When my off-and-on boyfriend of two years had at last been permanently switched off, I’d taken a page from the Book of Cassie and decided to move up to Portland. I was tired of Eugene with its determined tofu-eating and tie-dye, and tired, as well, of working for someone else. The alterations shop had been turning away business, there was so much of it, and I felt certain I’d be able to find ample work for myself up in Portland, where people actually bothered to wear clothes that fit. To make my services special, I would pick up and deliver clothes and other sewing work to people’s homes and businesses. That would also save me from worrying that someone would slip and fall on my front steps and decide to sue me.
It’s a good thing I like to drive. I’ve put nearly ten thousand miles on my Neon since I’ve been in Portland.

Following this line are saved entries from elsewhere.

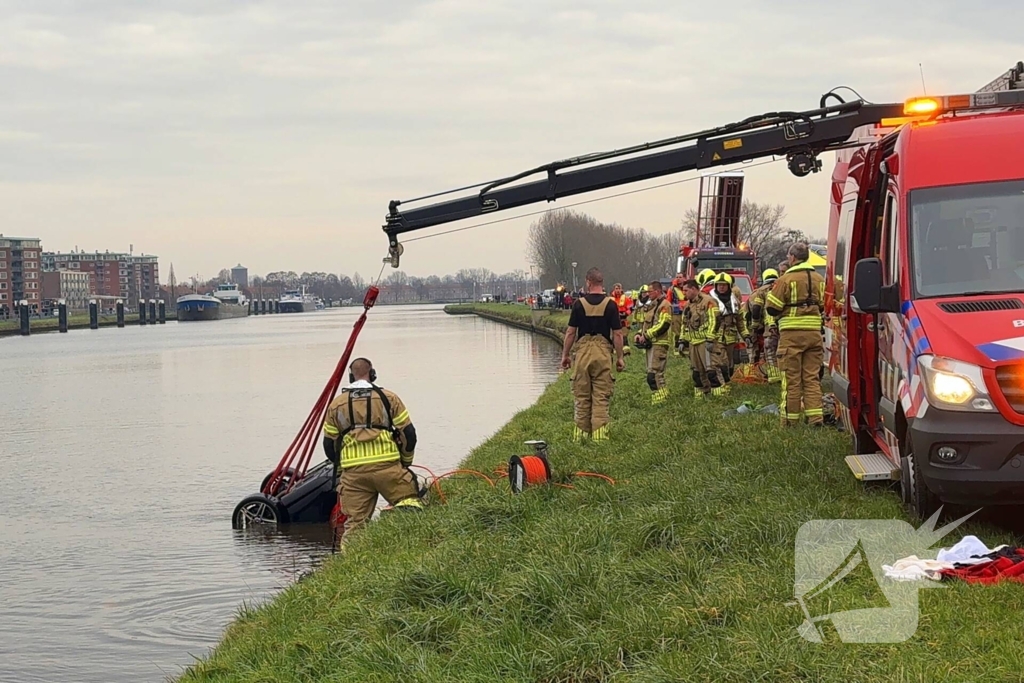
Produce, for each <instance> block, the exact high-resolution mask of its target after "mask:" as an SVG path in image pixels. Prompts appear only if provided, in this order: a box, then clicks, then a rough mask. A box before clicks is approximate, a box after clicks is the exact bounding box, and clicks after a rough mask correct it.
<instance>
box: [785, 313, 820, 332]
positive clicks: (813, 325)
mask: <svg viewBox="0 0 1024 683" xmlns="http://www.w3.org/2000/svg"><path fill="white" fill-rule="evenodd" d="M778 329H779V331H780V332H781V331H782V330H820V329H821V317H819V316H818V315H794V316H790V315H783V316H782V317H780V318H778Z"/></svg>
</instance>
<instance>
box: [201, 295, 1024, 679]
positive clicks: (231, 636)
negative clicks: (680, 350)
mask: <svg viewBox="0 0 1024 683" xmlns="http://www.w3.org/2000/svg"><path fill="white" fill-rule="evenodd" d="M481 310H483V311H485V312H487V313H488V314H492V315H500V314H505V315H514V316H516V317H517V318H518V319H519V321H520V322H521V321H522V319H523V318H524V317H526V318H528V315H529V313H528V311H526V310H525V309H523V308H516V307H512V306H501V305H498V306H483V307H481ZM641 364H642V361H641V357H640V354H634V355H633V357H632V358H631V359H630V362H629V367H628V369H627V372H626V373H624V374H622V375H620V376H618V380H617V382H616V388H615V395H614V398H613V402H612V415H613V420H614V422H613V427H612V430H613V431H612V441H611V442H610V443H609V444H601V445H593V444H590V445H574V444H572V443H571V442H570V441H569V434H570V425H569V419H570V416H571V411H572V400H571V396H570V394H569V391H568V386H567V377H565V376H563V377H561V378H560V379H559V380H558V381H557V382H555V383H554V384H553V385H552V386H551V387H550V388H549V389H548V390H547V391H546V392H545V393H544V395H543V396H542V397H541V398H540V400H538V402H537V403H536V404H535V405H532V407H530V408H528V409H526V410H525V411H523V412H521V413H519V414H518V415H517V416H516V417H515V418H514V419H513V420H512V421H511V422H510V423H509V424H508V425H506V426H505V427H503V428H502V429H501V430H500V431H499V432H498V433H497V434H496V435H495V436H494V437H493V438H490V439H489V440H487V441H486V442H484V443H483V444H482V445H480V446H479V447H478V449H476V450H475V451H474V452H473V453H472V454H470V456H469V458H468V460H467V462H466V466H467V467H471V468H475V469H479V470H483V471H490V470H492V469H493V468H495V467H496V466H500V465H503V464H504V463H506V462H507V460H508V458H509V456H510V455H513V454H517V453H525V452H528V450H527V449H526V447H524V446H523V445H522V442H523V441H524V440H526V439H530V438H544V439H547V440H548V441H549V443H550V444H551V456H552V461H553V464H554V470H555V473H556V476H557V478H558V480H560V481H566V482H567V481H571V482H572V484H573V485H574V488H571V489H568V488H561V487H538V488H534V489H527V492H526V493H524V494H523V495H520V496H512V495H510V494H509V490H508V487H507V482H504V481H503V482H501V483H499V486H498V487H497V488H494V489H493V488H489V487H487V486H486V484H485V483H484V482H480V481H476V480H466V481H458V482H453V483H452V484H451V485H450V486H446V488H445V490H446V492H447V494H449V504H447V505H444V506H442V505H433V506H431V507H430V508H429V509H428V510H427V511H426V512H424V513H423V514H421V515H394V516H390V517H387V518H384V519H382V520H381V521H379V522H376V523H374V524H372V525H371V527H370V528H369V529H368V530H367V531H366V532H365V533H362V535H361V537H359V538H357V539H353V541H352V543H351V544H350V546H349V547H348V549H346V552H345V553H344V554H342V555H339V556H337V557H335V558H332V559H331V560H330V561H328V562H327V563H326V565H325V566H324V567H323V569H322V570H319V571H317V572H314V573H313V574H312V575H310V577H309V578H307V579H306V580H304V581H302V582H300V583H299V584H297V585H295V586H292V587H291V588H289V589H288V590H286V591H285V592H284V593H282V594H281V595H280V596H279V597H278V598H276V599H274V600H273V601H271V602H270V603H269V604H267V605H265V606H262V607H259V608H255V609H246V610H245V611H244V613H243V614H242V615H241V616H240V618H239V620H238V622H237V623H234V624H233V625H232V626H231V627H230V628H229V629H228V630H227V632H226V634H225V636H224V640H223V642H222V644H221V645H220V646H219V647H218V648H217V649H216V651H214V652H213V654H212V655H211V656H210V657H209V658H207V659H205V660H202V661H199V663H197V664H196V665H195V666H194V667H193V668H191V669H190V670H189V671H188V672H186V673H185V675H184V677H183V679H182V680H184V681H189V682H198V681H208V682H213V681H217V682H232V683H233V682H242V681H246V682H256V681H266V682H269V681H274V682H282V683H284V682H289V681H328V680H330V681H360V682H365V681H403V682H406V683H413V682H419V681H480V682H483V681H486V682H488V683H489V682H492V681H524V682H525V681H530V682H537V681H545V682H554V681H562V682H583V681H594V682H596V681H711V680H716V681H717V680H729V681H744V682H745V681H755V680H760V681H843V682H846V681H864V680H871V681H929V682H931V681H968V680H1019V677H1020V672H1021V671H1022V670H1024V648H1022V647H1021V645H1020V635H1019V629H1020V613H1021V606H1022V604H1024V594H1022V592H1021V591H1022V589H1021V587H1020V586H1014V585H1009V586H1007V585H1004V586H996V587H988V588H977V587H968V586H963V585H957V586H952V587H949V588H947V589H944V590H931V591H924V592H923V593H922V598H921V623H920V629H919V631H918V634H916V635H915V636H914V637H913V638H912V639H911V640H909V641H907V642H905V643H897V644H872V645H855V644H854V645H851V644H842V643H839V642H836V641H835V639H833V642H828V643H826V644H824V645H820V644H811V643H808V642H805V641H803V640H802V639H801V638H799V636H798V635H797V632H796V628H797V627H798V625H799V624H800V623H801V621H802V615H801V613H800V610H799V609H798V608H797V607H793V606H786V604H785V603H786V602H788V601H791V600H792V599H793V580H794V550H793V547H794V539H795V536H796V533H797V530H798V528H799V527H800V526H801V524H803V523H804V522H805V521H808V520H811V519H819V518H893V517H901V516H902V515H903V513H902V511H901V508H900V506H899V503H898V500H897V497H896V496H895V495H893V494H892V493H890V492H888V490H885V489H881V488H874V489H865V488H864V487H863V486H862V485H861V484H859V483H857V482H856V481H855V480H854V479H853V478H852V476H850V474H849V473H848V471H847V469H846V466H845V465H844V463H843V460H842V456H843V455H844V454H845V452H846V438H845V437H844V436H843V434H841V433H839V432H835V431H812V430H810V429H808V428H797V429H791V430H782V429H781V428H780V427H778V426H777V423H776V422H775V420H774V419H773V418H770V417H767V416H758V417H748V418H729V419H725V418H721V417H720V414H721V412H722V411H723V410H725V409H726V408H729V407H732V405H734V404H736V403H737V402H738V401H739V400H742V399H753V400H756V401H760V402H767V401H769V400H773V399H774V391H770V390H768V389H767V388H765V387H740V388H738V390H736V391H735V392H734V393H733V395H732V396H731V397H729V398H721V399H713V400H710V401H707V402H698V401H695V400H694V399H693V398H692V397H691V391H690V388H689V386H688V377H687V373H686V367H685V364H683V362H681V361H679V360H678V359H675V358H673V359H672V360H671V361H670V370H669V385H670V387H671V388H672V389H673V391H674V392H675V393H674V394H673V396H672V398H671V399H670V400H669V402H668V403H667V404H665V405H662V407H657V408H651V407H650V404H649V390H648V389H647V386H646V384H645V382H644V374H643V370H642V367H641ZM422 428H423V429H428V428H429V427H428V426H426V425H424V426H423V427H422ZM578 470H589V471H597V472H602V473H605V474H607V475H610V476H611V477H614V478H615V479H616V480H617V484H616V485H614V486H612V485H609V484H607V483H605V482H603V481H601V480H597V479H584V478H579V477H578V478H572V476H571V473H572V472H574V471H578ZM959 532H962V531H957V535H958V533H959ZM966 532H979V533H981V535H982V538H983V539H984V540H985V541H988V542H989V543H990V544H994V543H999V542H1010V543H1012V542H1013V539H1012V538H1010V537H1009V535H1007V533H1005V532H1002V533H998V532H996V531H994V530H993V529H991V528H982V527H979V526H974V527H973V528H968V529H967V530H966ZM865 571H866V568H865ZM826 596H827V597H825V596H822V597H821V598H818V599H817V600H820V601H822V602H823V603H824V604H815V605H812V609H814V610H815V611H816V612H817V613H824V612H828V611H834V610H835V609H836V608H838V607H839V606H840V605H850V606H859V607H864V606H884V605H885V602H884V598H882V597H881V594H880V593H879V592H878V590H877V588H876V587H874V584H873V582H872V580H871V579H870V577H869V574H868V573H859V570H858V571H857V572H854V573H853V574H851V575H850V577H849V578H848V579H847V580H846V581H845V582H844V583H843V584H842V585H841V586H840V587H837V588H835V589H834V590H833V591H830V592H829V593H827V594H826Z"/></svg>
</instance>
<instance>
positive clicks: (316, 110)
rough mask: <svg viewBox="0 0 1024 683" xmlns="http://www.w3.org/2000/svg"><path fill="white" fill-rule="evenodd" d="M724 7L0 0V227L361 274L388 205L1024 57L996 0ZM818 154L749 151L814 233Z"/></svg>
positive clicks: (521, 242) (815, 205)
mask: <svg viewBox="0 0 1024 683" xmlns="http://www.w3.org/2000/svg"><path fill="white" fill-rule="evenodd" d="M722 7H724V8H726V10H727V11H722V12H716V11H715V10H716V4H715V3H688V2H687V3H684V2H665V1H664V0H628V1H618V0H586V1H579V0H561V1H557V2H552V1H551V0H544V1H541V0H515V1H514V2H512V1H505V0H485V1H481V0H439V1H436V2H418V1H414V0H386V1H385V0H285V1H280V2H278V1H266V2H242V1H240V0H160V1H159V2H158V1H155V0H151V1H144V0H0V232H2V233H6V234H8V236H11V234H14V236H18V237H39V238H41V239H42V240H43V247H44V249H47V250H60V251H67V250H71V249H73V248H76V247H77V248H79V249H85V250H97V249H98V250H100V251H102V250H106V249H109V250H111V251H127V250H128V248H129V245H131V246H132V247H133V249H134V251H135V253H139V252H144V253H147V254H157V255H159V256H160V260H161V264H162V268H161V270H162V274H163V275H164V276H165V279H166V274H167V271H168V266H169V265H170V263H173V264H174V267H175V271H176V274H177V276H178V279H179V280H180V279H182V278H184V276H188V275H191V274H200V275H202V276H204V278H211V276H214V275H215V274H216V273H217V271H219V270H220V269H221V268H224V267H229V266H232V265H234V264H236V263H240V262H241V263H242V264H244V265H246V266H248V267H249V269H250V272H252V273H264V272H267V271H270V270H278V269H284V270H295V271H298V272H301V271H303V270H308V271H314V270H323V271H328V272H343V273H347V274H352V273H353V272H356V271H357V272H359V273H361V274H362V275H364V276H365V278H371V276H374V275H376V273H377V272H379V270H380V268H381V264H382V260H381V259H382V257H383V256H384V255H385V253H386V248H387V241H386V238H385V236H384V233H383V232H382V231H381V225H382V224H383V223H384V216H385V214H386V213H387V206H388V202H389V201H390V200H393V199H410V198H414V197H419V196H423V195H428V194H432V193H435V191H440V190H445V189H451V188H454V187H459V186H463V185H468V184H473V183H476V182H480V181H484V180H489V179H494V178H498V177H502V176H506V175H509V174H512V173H514V172H518V171H521V170H525V169H527V168H531V167H534V166H537V165H540V164H542V163H545V162H549V161H553V160H556V159H561V158H565V157H571V156H577V155H580V154H584V153H589V152H597V151H603V150H610V148H614V147H621V146H626V145H631V144H636V143H639V142H644V141H648V140H652V139H657V138H662V137H668V136H671V135H677V134H682V133H687V132H692V131H695V130H699V129H702V128H706V127H710V126H716V125H720V124H723V123H728V122H732V121H736V120H738V119H743V118H746V117H749V116H752V115H755V114H760V113H763V112H769V111H778V110H790V111H793V110H797V111H799V110H807V109H813V108H815V106H816V105H817V102H818V98H819V96H820V94H821V93H822V92H825V91H826V90H828V89H830V88H831V87H834V86H837V85H849V86H852V87H854V88H856V89H857V90H858V91H859V92H860V93H861V94H862V95H863V96H865V97H866V98H867V99H870V100H874V101H902V100H903V99H905V98H906V97H908V96H912V95H916V94H921V91H922V77H921V72H920V71H919V63H921V65H923V67H924V76H925V86H926V87H927V89H928V92H930V93H933V94H934V93H939V92H970V91H973V90H975V89H977V88H978V87H980V86H982V85H984V84H985V83H987V82H988V81H990V80H991V79H993V78H995V77H996V76H998V75H999V74H1001V73H1002V72H1005V71H1006V70H1007V69H1009V68H1010V67H1011V65H1013V63H1016V61H1017V60H1019V59H1022V58H1024V49H1022V48H1021V43H1020V40H1019V34H1018V31H1019V29H1018V26H1017V25H1018V24H1019V22H1017V20H1014V18H1013V17H1015V16H1017V15H1019V11H1015V8H1016V9H1019V8H1017V7H1016V3H1015V4H1012V3H1011V2H1010V1H1009V0H986V2H984V3H963V2H946V1H944V0H931V1H929V2H916V1H911V0H908V1H906V2H902V3H893V2H877V1H874V0H858V2H856V3H824V2H818V1H814V2H810V1H806V2H798V1H796V0H773V2H770V3H766V2H762V1H758V0H733V1H732V2H730V3H728V4H727V5H722ZM824 161H825V164H824V165H825V171H826V172H824V173H819V174H817V175H815V176H812V177H809V178H803V179H797V178H795V177H793V176H792V175H791V174H790V173H788V171H787V170H785V165H784V163H777V164H771V165H768V166H765V167H763V168H756V169H750V170H749V171H748V173H746V175H748V181H746V183H745V188H744V191H745V194H746V197H748V198H749V199H753V200H755V201H759V202H771V203H780V204H784V205H785V207H786V210H787V219H786V222H787V225H788V226H791V227H794V228H798V229H801V230H804V231H806V232H809V233H811V234H823V233H824V229H825V224H826V219H827V181H828V173H827V171H828V169H829V166H830V164H829V160H827V159H826V160H824ZM692 177H694V176H693V174H689V175H680V176H675V177H673V178H671V179H672V180H685V179H686V178H692ZM664 181H665V179H663V180H662V181H660V182H664ZM652 184H659V183H658V181H654V182H648V183H640V184H638V185H631V186H630V187H626V188H623V189H635V188H638V187H642V186H645V185H652ZM615 191H622V189H620V190H608V191H604V193H596V194H594V195H589V196H586V197H584V198H571V199H568V200H565V201H564V202H559V203H556V204H555V205H539V206H537V207H536V208H535V209H532V210H535V211H536V210H544V209H548V208H551V207H558V206H564V205H566V204H570V203H573V202H577V201H580V200H581V199H587V200H590V199H595V198H600V197H602V196H606V195H611V194H614V193H615ZM697 195H698V189H697V183H696V182H695V181H687V182H681V183H679V184H675V185H671V186H668V187H662V188H655V189H651V190H649V191H641V193H637V194H633V195H629V196H626V197H621V198H615V199H609V200H606V201H599V202H594V203H591V204H588V205H586V206H582V207H580V210H584V211H586V212H587V213H589V214H591V215H593V216H594V217H595V218H597V219H598V220H601V221H605V222H616V223H620V224H623V225H629V226H636V227H644V228H646V229H648V230H651V231H653V232H667V231H669V230H673V229H676V228H677V227H678V225H679V221H680V218H681V217H682V215H683V213H684V212H685V210H686V209H688V208H691V207H694V206H695V205H696V202H697ZM529 211H530V210H529V209H520V210H518V211H515V212H510V213H509V215H510V216H514V215H518V214H521V213H527V212H529ZM496 217H497V215H496ZM501 217H505V216H504V215H502V216H501ZM531 220H536V216H535V217H523V218H517V219H515V220H509V221H505V222H502V223H499V224H496V225H489V226H484V227H480V228H476V229H472V230H466V231H462V232H458V233H455V234H449V236H442V237H437V238H432V239H428V240H422V241H418V242H415V243H410V244H409V246H408V248H407V249H406V254H404V256H403V257H402V264H401V267H402V269H403V270H406V271H407V272H409V273H411V274H420V275H425V274H430V273H444V272H452V271H455V270H458V269H459V268H462V267H487V268H490V269H492V270H496V271H500V272H502V271H508V270H512V269H515V268H523V269H528V267H529V265H528V260H527V256H526V249H525V242H526V234H527V230H528V226H529V224H530V221H531ZM468 224H472V223H469V222H467V223H457V224H453V225H449V226H446V227H449V228H451V227H458V226H461V225H468ZM441 229H444V227H440V228H433V229H432V230H425V231H424V232H423V233H429V232H432V231H438V230H441ZM410 237H414V236H410ZM416 237H419V234H417V236H416Z"/></svg>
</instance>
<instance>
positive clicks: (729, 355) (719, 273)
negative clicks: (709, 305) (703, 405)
mask: <svg viewBox="0 0 1024 683" xmlns="http://www.w3.org/2000/svg"><path fill="white" fill-rule="evenodd" d="M732 285H733V278H732V275H730V274H729V273H727V272H720V273H718V274H717V275H716V276H715V286H714V287H713V288H712V291H711V296H712V299H714V300H715V303H716V304H718V311H719V314H718V319H717V328H716V330H715V345H714V347H713V349H712V362H713V364H714V365H715V367H716V368H718V369H720V370H721V372H722V377H723V378H724V379H725V382H726V384H728V382H729V381H730V380H731V379H732V374H733V372H734V355H735V350H736V344H738V343H739V340H740V339H743V338H745V337H746V336H748V335H746V326H745V325H744V324H743V316H742V314H741V313H740V311H739V297H737V296H736V295H735V294H733V291H732Z"/></svg>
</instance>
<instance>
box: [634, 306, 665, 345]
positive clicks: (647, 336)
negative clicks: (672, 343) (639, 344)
mask: <svg viewBox="0 0 1024 683" xmlns="http://www.w3.org/2000/svg"><path fill="white" fill-rule="evenodd" d="M671 328H672V304H670V303H669V302H668V301H667V300H666V299H665V297H662V298H660V299H657V300H656V301H654V302H653V303H652V304H651V305H650V306H649V307H648V308H647V310H646V312H645V313H644V318H643V327H642V328H641V329H640V334H642V335H643V336H644V337H646V338H647V339H648V340H649V341H650V343H651V344H653V345H654V346H668V345H669V330H670V329H671Z"/></svg>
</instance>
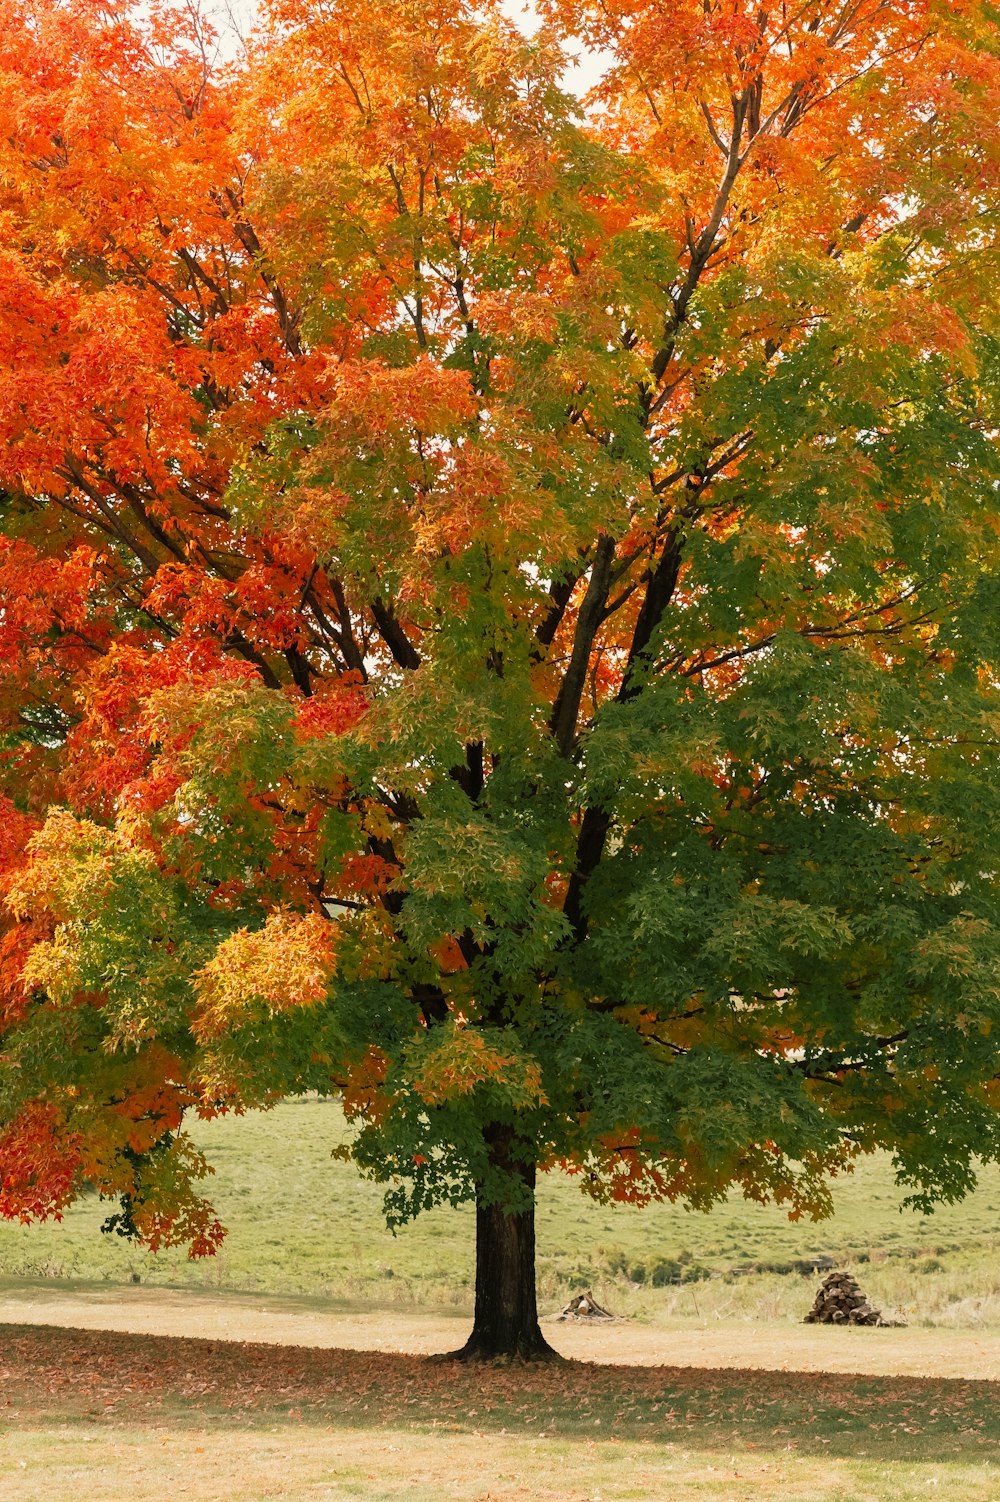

The first few months I barely managed to scrape by, and used up all my savings staying ahead of car payments, gas, insurance, and that nagging little lump of credit card debt that festered like a nasty pimple, never completely going away. These last two months, though, I had hit some sort of critical sewing mass, and I had a steady stream of clients, some of whom had already become regulars. I made more money than I had at the alterations shop, but on my own I didn’t have health insurance or paid sick days. I was debating which to buy first—the health insurance or a hemmer.